Many different copyright owners contributed a range of different types of data to the Domesday Project for inclusion on the discs. Unfortunately it is unclear as to exactly who contributed and under what circumstances the data in question can be used. The following list gives some indication of the range of materials involved:
- sets of photographs, some professional, and some from a national photographic competition
- a range of text from various published sources such as newspapers and magazines
- a set of seven short moving sequences of news and sports events from the UK in the years 1980 to 1986
- maps licensed from the UK Ordnance Survey
The following report discusses these issues in more detail : "Legal issues arising from the work aiming to preserve elements of the interactive multimedia work entitled The BBC Domesday Project".
Preservation now, access later?
Charlesworth argues that copyright law represents a two way bargain. The rights of copyright owners are protected for a certain period and in return, the protected information will go back into the public domain when that period expires. If no preservation action is taken until the end of the copyright period, many digital objects would undoubtedly be lost. CAMiLEON argues strongly that we should not be discouraged from preserving digital materials now, simply because we cannot give access until later. Holdsworth, CAMiLEON and others have made convincing arguements for this position. It is hoped that in some cases more will be possible as Kahle suggests.
Is access possible now?
The Copyright, Designs and Patents Act 1988 (c. 48) states:
42.-(1) The librarian or archivist of a prescribed library or archive may, if the prescribed conditions are complied with, make a copy from any item in the permanent collection of the library or archive-
- (a) in order to preserve or replace that item by placing the copy in its permanent collection in addition to or in place of it, or
- (b) in order to replace in the permanent collection of another prescribed library or archive an item which has been lost, destroyed or damaged, without infringing the copyright in any literary, dramatic or musical work, in any illustrations accompanying such a work or, in the case of a published edition, in the typographical arrangement.

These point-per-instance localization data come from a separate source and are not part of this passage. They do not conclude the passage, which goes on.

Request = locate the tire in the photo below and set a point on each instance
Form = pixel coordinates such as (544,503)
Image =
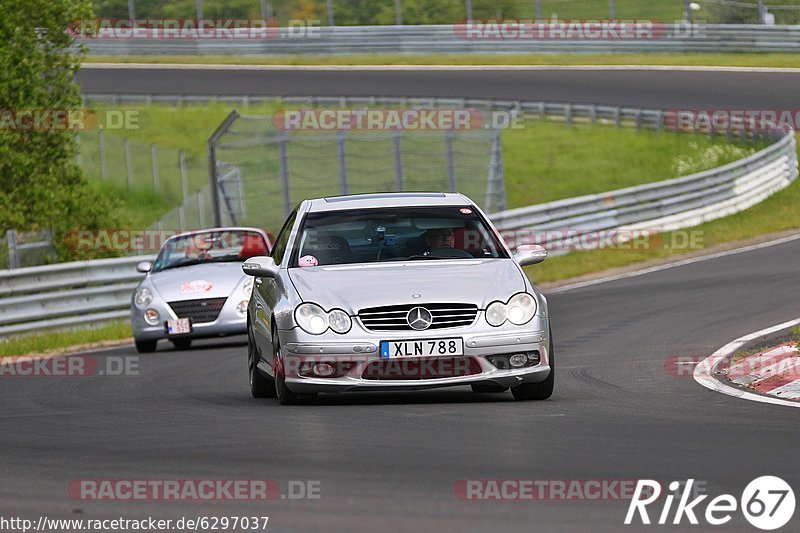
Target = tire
(181,344)
(486,388)
(145,346)
(284,395)
(260,386)
(542,390)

(2) The prescribed conditions shall include provision for restricting the making of copies to cases where it is not reasonably practicable to purchase a copy of the item in question to fulfil that purpose.
This suggests that access may be provided to BBC Domesday running under emulation if:
- The original discs are owned by the provider
- Only one use at a time is made per original set of Domesday discs
- BBC Domesday running under emulation on a modern computer constitutes a copy not a new version of BBC Domesday.
CAMiLEON argues that there is a strong case to support the assertion that the CAMiLEON emulation of BBC Domesday represents a copy and not a new version of the object.